Le marquis d’Argenson rapporte dans son journal qu’on raconta au roi qu’il était visé par les émeutes, ce qui ne se vérifia pas. Mais il en fut tellement ulcéré qu’il décida de ce jour de ne plus passer par Paris en se rendant à Saint-Denis, et fit construire une route traversant le village de Saint-Ouen qu’on appela « la Route de la Révolte ».
Saisi de l’instruction et du procès qui suivirent, le Parlement de Paris condamna trois émeutiers à être pendus, et les agents de police à trois livres d’amende.

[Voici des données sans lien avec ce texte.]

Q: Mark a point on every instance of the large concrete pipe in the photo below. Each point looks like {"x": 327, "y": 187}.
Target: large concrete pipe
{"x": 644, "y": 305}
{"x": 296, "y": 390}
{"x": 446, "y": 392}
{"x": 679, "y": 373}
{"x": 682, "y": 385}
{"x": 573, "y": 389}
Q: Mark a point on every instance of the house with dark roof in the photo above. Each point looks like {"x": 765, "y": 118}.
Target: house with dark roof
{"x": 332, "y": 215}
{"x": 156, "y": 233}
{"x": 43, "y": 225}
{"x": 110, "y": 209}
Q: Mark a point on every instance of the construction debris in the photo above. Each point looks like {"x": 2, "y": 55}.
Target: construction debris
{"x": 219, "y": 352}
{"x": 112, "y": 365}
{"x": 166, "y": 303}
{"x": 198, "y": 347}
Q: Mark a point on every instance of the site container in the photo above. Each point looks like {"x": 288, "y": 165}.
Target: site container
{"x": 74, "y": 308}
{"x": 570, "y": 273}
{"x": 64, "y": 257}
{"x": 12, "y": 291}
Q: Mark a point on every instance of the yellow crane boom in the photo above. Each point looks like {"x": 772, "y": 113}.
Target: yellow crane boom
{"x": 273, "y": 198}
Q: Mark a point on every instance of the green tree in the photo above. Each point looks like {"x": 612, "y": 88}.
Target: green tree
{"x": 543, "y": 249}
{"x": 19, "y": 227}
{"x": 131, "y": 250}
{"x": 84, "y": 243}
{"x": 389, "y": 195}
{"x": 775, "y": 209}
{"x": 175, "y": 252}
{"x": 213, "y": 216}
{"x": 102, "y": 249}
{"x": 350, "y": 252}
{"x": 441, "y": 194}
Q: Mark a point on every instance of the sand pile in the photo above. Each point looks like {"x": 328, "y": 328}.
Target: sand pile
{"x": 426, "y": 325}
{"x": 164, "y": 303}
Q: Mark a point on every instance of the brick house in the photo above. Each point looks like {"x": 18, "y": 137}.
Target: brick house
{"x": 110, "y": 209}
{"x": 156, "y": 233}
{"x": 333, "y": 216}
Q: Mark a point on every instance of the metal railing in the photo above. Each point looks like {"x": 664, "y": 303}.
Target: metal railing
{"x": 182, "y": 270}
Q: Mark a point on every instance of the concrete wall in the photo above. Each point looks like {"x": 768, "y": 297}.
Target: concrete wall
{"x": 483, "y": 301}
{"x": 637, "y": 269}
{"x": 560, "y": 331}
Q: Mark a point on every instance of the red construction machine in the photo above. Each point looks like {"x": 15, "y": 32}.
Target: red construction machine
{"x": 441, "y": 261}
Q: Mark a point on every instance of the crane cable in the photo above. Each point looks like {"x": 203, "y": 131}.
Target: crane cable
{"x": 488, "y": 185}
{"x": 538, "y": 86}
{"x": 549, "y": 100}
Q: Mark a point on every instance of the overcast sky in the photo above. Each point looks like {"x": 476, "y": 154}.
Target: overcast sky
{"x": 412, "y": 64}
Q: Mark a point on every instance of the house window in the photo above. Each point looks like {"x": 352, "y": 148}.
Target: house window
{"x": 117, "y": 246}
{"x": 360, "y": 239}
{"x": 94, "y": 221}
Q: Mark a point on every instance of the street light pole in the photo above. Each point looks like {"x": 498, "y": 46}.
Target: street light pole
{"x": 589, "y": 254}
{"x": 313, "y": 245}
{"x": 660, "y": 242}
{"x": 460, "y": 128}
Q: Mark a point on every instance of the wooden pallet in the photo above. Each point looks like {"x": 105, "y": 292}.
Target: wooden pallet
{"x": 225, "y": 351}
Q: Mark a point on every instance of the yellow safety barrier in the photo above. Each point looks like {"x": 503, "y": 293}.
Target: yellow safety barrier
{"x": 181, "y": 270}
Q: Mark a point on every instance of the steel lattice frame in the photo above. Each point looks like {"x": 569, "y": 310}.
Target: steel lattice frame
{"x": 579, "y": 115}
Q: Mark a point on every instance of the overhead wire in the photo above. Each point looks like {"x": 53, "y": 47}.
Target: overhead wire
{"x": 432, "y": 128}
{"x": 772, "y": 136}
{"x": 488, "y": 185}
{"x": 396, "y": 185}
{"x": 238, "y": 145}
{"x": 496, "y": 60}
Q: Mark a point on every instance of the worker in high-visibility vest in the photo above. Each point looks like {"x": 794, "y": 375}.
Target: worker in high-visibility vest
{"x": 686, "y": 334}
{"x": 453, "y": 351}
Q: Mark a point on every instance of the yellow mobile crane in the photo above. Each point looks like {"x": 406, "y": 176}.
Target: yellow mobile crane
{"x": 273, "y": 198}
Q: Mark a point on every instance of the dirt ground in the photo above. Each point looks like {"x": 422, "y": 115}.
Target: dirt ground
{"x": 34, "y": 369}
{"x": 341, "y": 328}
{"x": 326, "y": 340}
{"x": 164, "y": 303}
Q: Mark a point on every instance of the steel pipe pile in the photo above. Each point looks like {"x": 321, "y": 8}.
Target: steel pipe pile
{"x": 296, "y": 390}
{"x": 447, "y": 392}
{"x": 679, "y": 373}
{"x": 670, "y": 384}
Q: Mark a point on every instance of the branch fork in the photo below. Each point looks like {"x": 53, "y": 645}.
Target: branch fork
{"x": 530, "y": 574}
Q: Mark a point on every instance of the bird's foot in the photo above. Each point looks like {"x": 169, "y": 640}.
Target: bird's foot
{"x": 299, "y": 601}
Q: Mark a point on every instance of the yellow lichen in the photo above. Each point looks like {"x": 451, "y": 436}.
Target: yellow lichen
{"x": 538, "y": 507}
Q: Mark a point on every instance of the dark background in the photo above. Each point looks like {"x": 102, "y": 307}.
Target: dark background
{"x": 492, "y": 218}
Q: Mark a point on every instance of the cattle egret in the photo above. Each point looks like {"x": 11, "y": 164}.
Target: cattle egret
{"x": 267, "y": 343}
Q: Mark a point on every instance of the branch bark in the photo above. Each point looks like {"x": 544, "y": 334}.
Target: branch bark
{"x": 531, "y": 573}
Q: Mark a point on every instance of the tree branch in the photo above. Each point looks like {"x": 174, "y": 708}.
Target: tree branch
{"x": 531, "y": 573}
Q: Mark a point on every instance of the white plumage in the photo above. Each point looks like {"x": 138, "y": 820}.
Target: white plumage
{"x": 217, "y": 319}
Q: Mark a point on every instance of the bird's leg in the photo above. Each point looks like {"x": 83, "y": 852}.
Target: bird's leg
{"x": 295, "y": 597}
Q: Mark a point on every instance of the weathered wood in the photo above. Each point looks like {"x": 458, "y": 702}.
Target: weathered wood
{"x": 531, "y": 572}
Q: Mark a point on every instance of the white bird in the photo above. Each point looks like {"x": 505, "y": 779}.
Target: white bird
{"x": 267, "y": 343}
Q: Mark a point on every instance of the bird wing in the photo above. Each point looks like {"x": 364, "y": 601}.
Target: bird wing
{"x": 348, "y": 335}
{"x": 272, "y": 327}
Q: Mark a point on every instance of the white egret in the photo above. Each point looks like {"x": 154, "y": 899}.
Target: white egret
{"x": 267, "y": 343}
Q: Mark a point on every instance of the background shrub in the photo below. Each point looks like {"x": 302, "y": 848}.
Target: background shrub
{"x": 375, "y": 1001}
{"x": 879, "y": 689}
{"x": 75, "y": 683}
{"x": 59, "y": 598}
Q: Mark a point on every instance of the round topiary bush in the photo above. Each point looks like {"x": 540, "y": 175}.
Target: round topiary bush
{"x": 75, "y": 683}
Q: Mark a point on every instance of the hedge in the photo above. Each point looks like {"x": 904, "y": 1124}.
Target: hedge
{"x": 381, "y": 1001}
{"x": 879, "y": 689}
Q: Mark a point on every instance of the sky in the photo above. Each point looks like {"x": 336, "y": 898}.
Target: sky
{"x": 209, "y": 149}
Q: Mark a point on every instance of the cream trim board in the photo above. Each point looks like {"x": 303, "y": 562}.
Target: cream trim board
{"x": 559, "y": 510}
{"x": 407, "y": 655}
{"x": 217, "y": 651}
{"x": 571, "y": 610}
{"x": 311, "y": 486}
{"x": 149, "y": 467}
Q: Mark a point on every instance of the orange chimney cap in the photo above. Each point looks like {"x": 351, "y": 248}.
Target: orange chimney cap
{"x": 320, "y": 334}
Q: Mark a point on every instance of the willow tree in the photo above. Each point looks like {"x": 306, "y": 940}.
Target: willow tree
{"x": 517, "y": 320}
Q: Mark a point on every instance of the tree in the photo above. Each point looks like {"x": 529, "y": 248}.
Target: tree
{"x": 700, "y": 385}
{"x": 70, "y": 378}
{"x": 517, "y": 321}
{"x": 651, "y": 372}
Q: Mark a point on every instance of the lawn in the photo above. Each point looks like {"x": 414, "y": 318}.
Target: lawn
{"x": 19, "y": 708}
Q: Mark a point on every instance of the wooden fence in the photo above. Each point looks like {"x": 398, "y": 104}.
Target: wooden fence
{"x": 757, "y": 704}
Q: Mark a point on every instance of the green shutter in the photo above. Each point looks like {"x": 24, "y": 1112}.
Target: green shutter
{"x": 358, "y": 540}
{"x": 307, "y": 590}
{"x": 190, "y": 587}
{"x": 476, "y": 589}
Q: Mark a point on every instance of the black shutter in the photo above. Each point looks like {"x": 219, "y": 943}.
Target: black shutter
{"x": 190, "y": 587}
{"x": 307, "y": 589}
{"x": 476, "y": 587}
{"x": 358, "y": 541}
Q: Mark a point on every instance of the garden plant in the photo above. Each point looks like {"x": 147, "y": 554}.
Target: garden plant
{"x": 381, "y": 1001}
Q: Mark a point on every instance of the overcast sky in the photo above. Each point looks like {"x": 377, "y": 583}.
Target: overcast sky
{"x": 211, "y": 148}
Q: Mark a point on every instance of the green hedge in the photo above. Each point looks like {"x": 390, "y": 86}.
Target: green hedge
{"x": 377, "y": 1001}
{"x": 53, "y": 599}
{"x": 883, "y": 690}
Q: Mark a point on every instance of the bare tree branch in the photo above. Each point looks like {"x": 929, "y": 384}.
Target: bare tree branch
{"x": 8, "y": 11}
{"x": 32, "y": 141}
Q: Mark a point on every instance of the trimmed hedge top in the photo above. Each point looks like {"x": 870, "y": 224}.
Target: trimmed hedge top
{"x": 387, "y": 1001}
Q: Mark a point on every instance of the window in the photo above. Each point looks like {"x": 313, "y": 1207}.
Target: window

Marion Sigaut lie l’affaire des enlèvements d’enfants au scandale de l’Hôpital général, où auraient été enfermés de nombreux enfants enlevés, et met en avant le soupçon d’un vaste réseau de trafic d’enfants dont l’Hôpital général aurait été le centre.
De son côté, Leslie Choquette signale des émeutes à Paris non seulement en 1750, mais aussi en 1720 et en 1769, en réponse à l’arrestation par la police de vagabonds et de mendiants destinés à être envoyés aux colonies ; la plupart des détenus sont des hommes, entre 13 et 25 ans, apprentis ou travailleurs sans spécialité. Quant aux émeutiers, ils comprennent des apprentis, des compagnons, des marchands de rue, des cireurs de chaussures, des porteurs d’eau, des livreurs de charbon, des miliciens et des mendiants[2].